As the Catholic vote had ceased to be reliably Democratic it became statistically victorious.  Like Los Vegas odds-makers, Catholics backed – and greatly affected - the presidential election winners. McAndrews’ conclusion echoes E. J. Dionne’s clever “There is no Catholic vote and it matters.” Swing voters swing elections, and Catholics had become the biggest swingers among American voters.

But American Catholics voting for presidential winners did not mean that catholic social thought also won.  “In the years between electing and rejecting one of their own as the leader of their government,” McAndrews writes, “American Catholics alternately followed and forsook the dictates of the leaders of their church. On elements of war and peace, social justice, and life and death, American Catholics evinced the political prowess befitting one-quarter of the country’s population. But they also displayed a diversity of opinion reflecting their dissonance along lines of race, class, gender, and political affiliation….. As early as 1965, Pope Paul VI was renouncing war, and as early as 1968 the U.S bishops were raising questions about the Vietnam conflict. Yet Presidents Johnson, Nixon, and Ford extended the strife in Southeast Asia for seven more years. Twice within a dozen years U.S. presidents named Bush fought wars against Iraq that, Pope John Paul II and the American bishops implied in 1991 and amplified in 2003, were unjust.” 

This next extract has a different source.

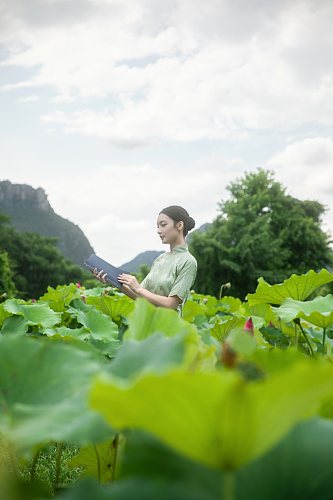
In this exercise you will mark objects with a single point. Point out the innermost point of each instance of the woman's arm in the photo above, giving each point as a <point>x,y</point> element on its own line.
<point>131,285</point>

Polls showed that the principles of Catholic social thought powerfully expressed in the United States Conference of Bishops’ pastoral letters such as The Challenge of Peace: God’s Promise and Our Response (1983) and Economic Justice for All: Catholic Social Teaching and the U. S. Economy (1986) were not read by most Catholics or preached by most priests while the media reported that papal and episcopal questioning of nuclear deterrence and  advocacy for a more egalitarian economy were vigorously contested by far more than a handful of Catholic public intellectuals. McAndrews writes that the Church’s politically confounding subversion of static liberal-conservative categories with its efforts to link its oppositions to war and abortion in a consistent ethic of life have thus far failed. On his last page he tells us, “Popes, bishops, and priests, as they have repeatedly reminded Americans, do not engage in partisan politics and do not make public policy. All they can really do to influence both is to talk – and then talk some more.”

Catholicism has many tongues and many ears and, at the moment, its many eyes are looking wonderingly in the attractive and potentially challenging direction of Pope Francis.  In terms of American politics and global solidarity a key question will be, do we become more Catholic Americans or more American Catholics? Is Catholic a descriptive adjective or substantive noun?   McAndrews’ answer is “Both”.  Those looking for a more rigorous answer will have to look elsewhere.


1. For example, James Hennesey, SJ, American Catholics (1981); Timothy Byrnes, Catholic Bishops in American Politics, 1991; Jay Dolan, The American Catholic Experience, (1992); Thomas Reese SJ, A Flock of Shepherds, 1992; Charles Morris, American Catholic (1997); Mark Massa SJ, Catholics and American Culture (1999); Jay Dolan, In Search of an American Catholicism (2002); John McGreevy, Catholicism and American Freedom, (2003); Patrick Carey, Catholics in America, (2004); James Fisher, Communion of Immigrants, (2008).

2. Most often cited are American, Commonweal, The National Catholic Reporter, Catholic World, Origins, and also, among others, The New York Times and Washington Post.